Commercial Technology Contracts and Ireland


Ireland has established itself as a global technology hub attracting international ICT companies to establish EU headquarters here and serves as a gateway for businesses seeking to access the EU market.  From this legacy of tech in Ireland, Irish legal professionals have built up a wealth of experience advising on commercial technology contracts and are well placed to expand this expertise post-Brexit. 

Why choose Irish Law and Irish lawyers for Commercial Technology Contracts?

The strengths of Irish law and the Irish legal system in relation to commercial technology contracts include:

  • Common Law legal system:  Ireland is a common law jurisdiction similar to England and Wales, North America, and Commonwealth jurisdictions. Ireland is the only fully common law jurisdiction in the EU.  This makes Irish law and the Irish courts an attractive alternative to technology contract currently governed by the laws of England and Wales, and subject to the jurisdiction of the English courts.  Companies will be able to retain the flexibility and reliability of the common law – but in a jurisdiction which is still also within the EU legal framework.

  • Deep talent pool and sectoral knowledge: Ireland has established itself at the heart of the global technology industry in for many years.  A report released in 2019 highlighted that in 2017 Ireland was the number one location for US technology investment with $54 Billion invested by American technology businesses alone.  Irish Solicitors, Barristers and other legal professionals have built up extensive experience advising companies established in Ireland on commercial technology contracts, creating a deep talent pool of advisors.

  • Effective Dispute Resolution system: The commercial list of the High Court in Dublin is an efficient and effective venue for parties to resolve complex commercial disputes between businesses (where the value of the claim is at least €1 million).  The court’s judges have extensive experience in commercial litigation and have flexibility in how they manage cases, resulting in shorter time frames for resolving disputes than other avenues of dispute resolution in Ireland. This is a key consideration for high value commercial technology contracts, where a speedy resolution will often be vital for contracting parties’ commercial concerns. Ireland also possesses a deep pool of experienced mediators and arbitrators to draw from for Alternative Dispute Resolution.

  • English speaking:  As an English speaking country, Ireland is very accessible to English speaking clients, lawyers and other professionals accustomed to working through the English language.  Documents governed by Irish law will be drafted in English and if there is a dispute, court proceedings will be conducted in English.

  • EU Membership: The Irish public remain overwhelmingly supportive of membership of the EU, making the country a stable gateway and base to access a market of over 500 million consumers for companies into the future.

  • Data Protection:  Data Protection has become one of the more heavily considered and negotiated aspects of commercial technology contracts.  Ireland is a centre point of data protection law and policy in Europe, and our Data Protection Commissioner internationally respected.  As the centre point of EU regulation for the world’s largest technology companies, Irish data protection legal practitioners offer world class experience in advising on the most complex data protection matters that exist today.  

How will BREXIT impact Commercial Technology Contracts?

  • Different Governing Law and Jurisdiction: The UK’s decision to leave the EU is likely to cause parties to multi-jurisdictional contracts to consider departing from English governing law, which has long been seen as a well-recognised and respected option. Following the UK’s departure from the EU, Ireland will be the only member of the EU that operates a court system that is both English speaking and based on the common law principles.

  • Commercial arrangements:  Depending on the trade deal negotiated between the UK and the EU, there may be material restrictions to the free movement of goods or persons (which can impact on service levels and/or delivery times) and also issues such as currency fluctuations beyond a certain identified threshold.  Increases in the costs of doing business may prompt companies to re-negotiate or re-structure (or be forced to terminate) their existing commercial technology contracts.   
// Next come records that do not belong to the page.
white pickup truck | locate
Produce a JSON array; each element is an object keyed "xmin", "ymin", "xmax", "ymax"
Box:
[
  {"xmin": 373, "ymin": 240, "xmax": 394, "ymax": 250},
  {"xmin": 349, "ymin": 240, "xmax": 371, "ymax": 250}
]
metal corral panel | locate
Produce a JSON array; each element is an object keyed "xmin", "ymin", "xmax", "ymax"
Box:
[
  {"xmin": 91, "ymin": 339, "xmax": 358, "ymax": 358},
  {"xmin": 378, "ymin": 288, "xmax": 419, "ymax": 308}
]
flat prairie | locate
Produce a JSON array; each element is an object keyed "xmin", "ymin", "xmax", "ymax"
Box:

  • Data Protection: The Withdrawal Agreement between the EU and UK states that the UK will be treated as an EU Member State while the trade deal is negotiated.  This means that the GDPR will apply in the normal way during the transition period.  The EU and UK also intend to agree on an adequacy decision by the end of the transition period.  However, there is no guarantee that (1) a trade deal will be agreed in this period; or (2) an adequacy decision being made in this period.  In either of these scenarios, commercial technology contracts dealing with data transfers between the EU and UK will have to adapt in order to comply with the GDPR. This is in addition to the wider issues related to complying with dual regulatory regimes.   

  • Dispute Resolution: The enforceability of judgments stemming from contractual disputes may be thrown into question post Brexit. The various conventions governing cross border enforcement remains an area of doubt as to how it will operate following Brexit.  This could result in key enforcement mechanisms for dealing with commercial technology contractual disputes such as freezing orders which can be key dispute resolution mechanisms being in doubt in cross jurisdictional situations.

  • Dual legal regimes: As UK and Irish laws diverge, commercial technology contracts will have to address legal issues that were previously aligned in each jurisdiction. For example, UK and Irish competition law, or consumer law, often key terms of commercial technology contracts, may become subject to diverging regimes. The legal implications of which will have to be dealt with when entering into commercial contracts with a cross border element.